The Israeli enemy expects the regime of Egyptian President Hosni Mubarak will survive democracy protests that have shaken the country over the past three days, government officials and analysts said.
Israeli officials and analysts said they did not foresee the downfall of the Egyptian regime, and were confident that even regime change would not result in the breakdown of ties with Cairo.
“We have an earthquake in the Middle East… but we believe the Egyptian regime is strong enough and that Egypt is going to overcome the current wave of demonstrations,” an Israeli government official, speaking on condition of anonymity, told journalists on Thursday. “Mubarak is not Zine El Abidine Ben Ali. There is a huge difference. The Egyptian regime is well rooted, including the defense establishment. Their regime is strong enough to overcome the situation,” he said.
A second government Israeli official echoed that view. “The regime may be shaken by the troubles, and anything is possible, but it doesn’t have a serious air to it,” he told AFP, adding that Israel’s peace treaty with Egypt was not in danger. “It is in the fundamental interests of Egypt to maintain its privileged ties with the West, and maintaining peace with Israel is part of that,” he added.
“We are closely following the situation with great interest,” Israel’s foreign ministry spokesman Yigal Palmor told AFP in turn.
On Wednesday, Israeli vice Prime Minister Silvan Shalom expressed hope that the Egyptian authorities would “give their citizens freedom and rights while continuing on the good path of good relations with Israel established over 30 years ago.”
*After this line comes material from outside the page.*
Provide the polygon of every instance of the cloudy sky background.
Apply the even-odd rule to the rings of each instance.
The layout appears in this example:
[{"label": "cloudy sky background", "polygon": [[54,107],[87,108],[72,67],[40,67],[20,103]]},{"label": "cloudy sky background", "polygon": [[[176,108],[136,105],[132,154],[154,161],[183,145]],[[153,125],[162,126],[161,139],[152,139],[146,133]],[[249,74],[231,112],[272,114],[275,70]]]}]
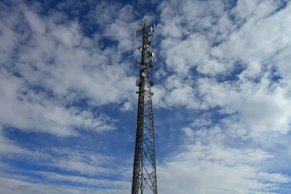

Israeli analysts also said they thought it unlikely the regime in Cairo would fall, and said that even a regime change would not necessarily jeopardize the peace treaty Israel signed with Egypt in 1979. “Even if the Muslim Brotherhood, who have criticized ‘illegal ties with Israel,’ came to power, the army and the Egyptian security services would oppose it with all their might,” claimed Yoram Meital, a researcher at Beersheva University in southern Israel. “Even if the opposition is very hostile to Israel, if they refuse any form of normalization (with Israel), it is not ready to renounce the ‘cold peace’ between the two countries and take the risk of a new war,” Meital, a Middle East specialist, said.